Tag Archives: fat

Memorabilia

K sold the ring his fiancee had given him. Some guy in the parking lot of a sandwich shop gave him $400, claiming that it was identical to the one he lost, a gift from his own fiancee.

K spent the first $100 at a strip club, folding his stack of dollars into paper airplanes and cascading them into the air, like a little squadron of warplanes, toward the pretty but malnourished stripper.

K spent the remaining $300 on a fat prostitute. He had no desire to sleep with the fat prostitute. Instead, he wanted to ride her, like she was a horse.

K used to be a skilled equestrian and won many awards. K fell in love with a pretty lady, also an equestrian, skilled. They were to marry, but things fell apart; K never rode again. K moved away and decorated his meager apartment with his awards. The urge to ride was strong, but he refused to return to horses.

K demanded the fat prostitute remove her clothes. Then he climbed atop her. He rode her vociferously, until they both collapsed into a heap of flesh.

K slept heavily. When he woke, the prostitute was gone, and so were his awards.

 


Frenetic Losses of Self

She opens her briefcase. “Why you keep doing this,” she asks in accented English.  I can’t tell if she really wants to know.

“All I have left are fat ones. If you wanting pretty ones, you must ask early. They go first. Bitchy ones gone next for whatever reason–I don’t understand why. Then nice ones, girl next door. And so on. You wait till end of day, you stuck with fat women. Sorry. I told you before, you know?”
She readies her syringe.
I feel them flood my bloodstream. At this point it doesn’t matter what they look like, or if they’re nice or whatever. I collapse in a heap of myself, knowing that I’ll have to get off the floor momentarily. Knowing that, because the real pleasure is not in the high but in the anticipation of it, the fun is over.
“You need real woman,” she says as she collects my money.
I shrug, wondering if she’s flirting. “But what will you do without me,” I ask by way of humor.
“Don’t need you,” she replies. “All men are pathetic. Many customers.” She leaves.
I touch the hole in my arm and nod emphatically at nobody in particular.

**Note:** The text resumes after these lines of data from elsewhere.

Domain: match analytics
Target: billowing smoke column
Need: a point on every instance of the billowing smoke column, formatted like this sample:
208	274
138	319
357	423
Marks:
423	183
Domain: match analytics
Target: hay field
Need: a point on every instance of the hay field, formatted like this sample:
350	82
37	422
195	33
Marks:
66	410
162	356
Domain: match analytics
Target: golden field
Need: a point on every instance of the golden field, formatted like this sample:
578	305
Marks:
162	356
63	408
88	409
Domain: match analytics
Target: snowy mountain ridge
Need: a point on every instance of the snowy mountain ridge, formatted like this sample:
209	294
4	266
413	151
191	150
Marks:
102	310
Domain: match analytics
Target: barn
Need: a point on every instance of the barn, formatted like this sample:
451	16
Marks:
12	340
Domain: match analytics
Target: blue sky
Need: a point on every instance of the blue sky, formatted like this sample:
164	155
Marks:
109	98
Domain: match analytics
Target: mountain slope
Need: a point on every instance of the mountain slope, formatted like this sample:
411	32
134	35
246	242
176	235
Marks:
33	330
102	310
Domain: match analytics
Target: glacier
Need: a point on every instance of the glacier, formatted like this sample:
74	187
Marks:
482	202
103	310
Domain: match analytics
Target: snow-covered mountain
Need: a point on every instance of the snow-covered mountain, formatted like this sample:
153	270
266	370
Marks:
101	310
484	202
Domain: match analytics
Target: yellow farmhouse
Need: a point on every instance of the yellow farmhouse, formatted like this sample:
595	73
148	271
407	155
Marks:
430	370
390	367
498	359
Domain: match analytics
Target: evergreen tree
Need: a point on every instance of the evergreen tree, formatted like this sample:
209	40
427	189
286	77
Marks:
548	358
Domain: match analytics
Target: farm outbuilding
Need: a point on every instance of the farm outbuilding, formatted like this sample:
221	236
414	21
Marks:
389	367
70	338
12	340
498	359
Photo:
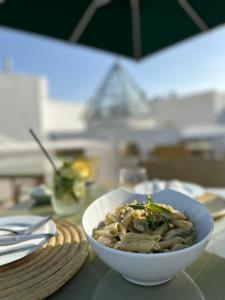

When the Body is No Longer Marked

Thus he woke to find that the woman’s name he gleefully got tattooed on his arm was now a different woman’s name. (I love you, he had said gazing into her eyes as the needle pierced his skin. He grimaced. But not because he loved her.)

Did you do this? He woke her up. It was of course impossible to alter something as permanent as a tattoo. But she was understanding as she absorbed his accusation. I didn’t. She rubbed her eyes and tamed her hair.

He studied the name. Then he kicked her out, proclaiming undying love for the woman whose name now inexplicably graced his arm.

That night he went to a karaoke bar. What’s your name he asked a lot of women. Then he went home.

Several weeks later he was at a steak house when a woman touched his arm saying that’s my name. She was fat, but it was probably a life lesson he told himself. He invited her to sit down. They talked. He found her pleasant but she was still fat. So when she politely excused herself “for a moment” he grabbed a steak knife and began digging at his tattoo.


Emotional Effusiveness

“Why did you bring that thing back,” she asked, knowing the answer. “What would you have done,” K replied, reminding her that she had been present that evening at the fat man’s house; reminding her that she had been present when the fat man forced the painting on them, exclaiming, “This one is my favorite and I want you to have it.”

How the fat man could tell “this one” apart from the others was anyone’s guess: countless framed images of Nordic women in various states of ecstasy–heads cocked, hair tousled, etc.–and undress adorned the walls of his modest middle-class home.

(Although she pretended not to overhear, she had heard the fat man whisper something like, “This one reminds me of your girlfriend,” before handing K the painting that now occupied a prominent space in their alcove.)

“It’s creepy,” she huffed before marching into the bedroom.

“I’ll throw it out tomorrow,” K said meagerly.

When K woke up in the morning his girlfriend was gone from their bed. He found her in the painting next to the Nordic, face in a frozen, forced smile, eyes pleading but also seductive, body contorted erotically and unnaturally.

He decided to keep the painting.

 

 

 


The Medium of Immobilization

Fatness doesn’t photograph well. That’s what I told her when she asked to be my muse. She shied from my gaze after that, hiding herself under blankets and layers of clothes. I walked in on her when she was in the bathroom doing something naked in front of the mirror. She screamed at me. That was in the summer.

She fucked somebody while I was away, somebody who liked fat women. I didn’t care. I fucked a skinny woman while I was away. She cared. She screamed at me. That was in the fall.

In the winter she approached me, wanting to be my muse again. Take your clothes off. I hadn’t bothered to look at her in months; her body–barely a body at all now–both horrified and aroused me. Let me get my camera. She fucked somebody again, recently. I cared this time. I hadn’t fucked anybody since the last time I did that, but that wasn’t why I cared.

In the spring she died of starvation. I took one last photo before having her buried.